焔と渦巻く忍法帖 第十一話

「・・・よし、んじゃこれでいくか」
太陽が昇り始めた風景から見て、今は明け方なのだと理解出来る。そのような時間になるまで二人はじっくりと話し合い、今結論を出した。
「よし、じゃあさっさと俺は行くってばよ」
ナルトがもう行くというとルークは印を組み、自らの影分身を出す。そしてその影分身にルークは巻物を取り出し手渡す。
「わりぃナルト。頼む」
「別にいいってばよ。じゃあ行ってきまーす」
ナルトが行くという言葉を出した瞬間、ナルトとルークの影分身は部屋を一瞬で後にした。
「さーてっとっ。暇だし街でも見て回るか」
ナルトを見送るとルークはまた印を組み、影分身を作る。その影分身は出てきた瞬間ベッドに横になる。
「身代わりよろしくなー」
影分身にそういうと、ルークもまた部屋から一瞬で姿を消し去っていった。






朝日を浴びながらバチカルの街中をゆっくりとルークは散策する。まだ朝というには少しばかり早い時間なので、所定の位置に配置されている兵士くらいしか周りに人はいない。
そんななか歩いていると、何やら大きな袋を担いで辺りをキョロキョロしている派手な団体を発見した。
「うわぁ・・・成功したんだ、あいつら・・・」
ルークが様子を見ながら呆れ口調の小声で呟く。
「役にたたねぇどころの騒ぎじゃねぇぞ、あいつ」
団体に担がれている袋から感じる気配は間違いなく自分の知る気配、ルークは一応の確認の為にその団体の後をつける事にした。

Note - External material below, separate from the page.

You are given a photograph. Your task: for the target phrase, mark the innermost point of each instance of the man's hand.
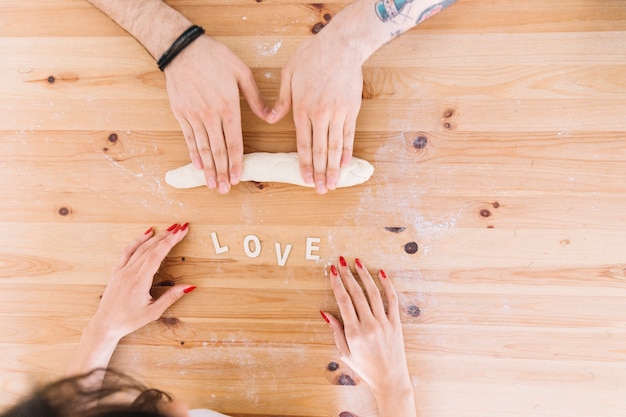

団体の後をつけると、ルークは自分の知る顔をバチカルに入る橋の入口で何人かの兵士を連れている姿で発見した。そこでルークは橋から飛び降りてチャクラ吸着で橋にくっつき、出来るだけ間近で話しを聞こうと橋の下から団体に近付いていった。



「ほら、このとおり導師イオンを連れて来たよ」
団体のリーダー格の女性がルークの予想通りの人物の名前を出すと同時に、連れの小太りでヒゲを生やした男が神託の盾兵士にイオンの入った袋を手渡す。
「・・・やけに早かったけど何にもなかったの?」
そこにシンクが三人を見渡して疑問の声をあげる。
「あぁ、導師守護役だったら寝ていたよ。まさか私らもこんなにあっさりといき過ぎるとは思わなかったけどね・・・」
女の声には明らかに拍子抜けしたといった感じの響きが感じられる。
「・・・そう、ならこれであんたらの役目はもう終わりだ。これが報酬だよ」
シンクは兵士に視線をやり、報酬の入っているらしい袋を手渡させる。
「・・・確かに。じゃあまた何かあったらいつでも頼むよ」
報酬を確認すると、女は満足げに声をあげてバチカルの入口から男二人を引き連れて去っていった。
「シンク参謀総長、これからいかがしますか?」
「おまえ達はタルタロスにイオンを連れていけ。僕はここで連中の動きを見張っておく」
「はっ、失礼します」
シンクの指示に兵士達はタルタロスが置いてあるのであろうバチカルの外へイオンを連れていった。
「・・・はぁ、ルーク達から話には聞いていたけどここまで愚かしいと哀れさすら込み上げてくるね」
兵士達がいなくなった瞬間、シンクは威厳を持った雰囲気をかなぐり捨て溜息混じりに呟く。
「シンク・・・その言葉すっげえ嬉しいぞ」
「ウワァッ!!」
いきなり耳元に現れた声にシンクはらしくなく、歳相応な驚きを見せて急いで後ろを振り向く。そのシンクの視線には思い当たる声とは全く別人の神託の盾兵士が立っていた。
「・・・え・・・もしかして、ルークなの?」
「ピーンポーン。正解~。いい読みだぞ~シンク」
「・・・なんなのさ、その姿は」
「これは変化の術で変化してんだよ。シンク、どうせだからこのまましばらく駄弁ろうぜ。色々話したいこともあるし」
まさかとは思ったがこんな事まで出来るのか、そうシンクは思った。だがルーク達なのでそれもありなのかと納得したシンクは、いいよとルークの誘いに答え話をする体勢に入った。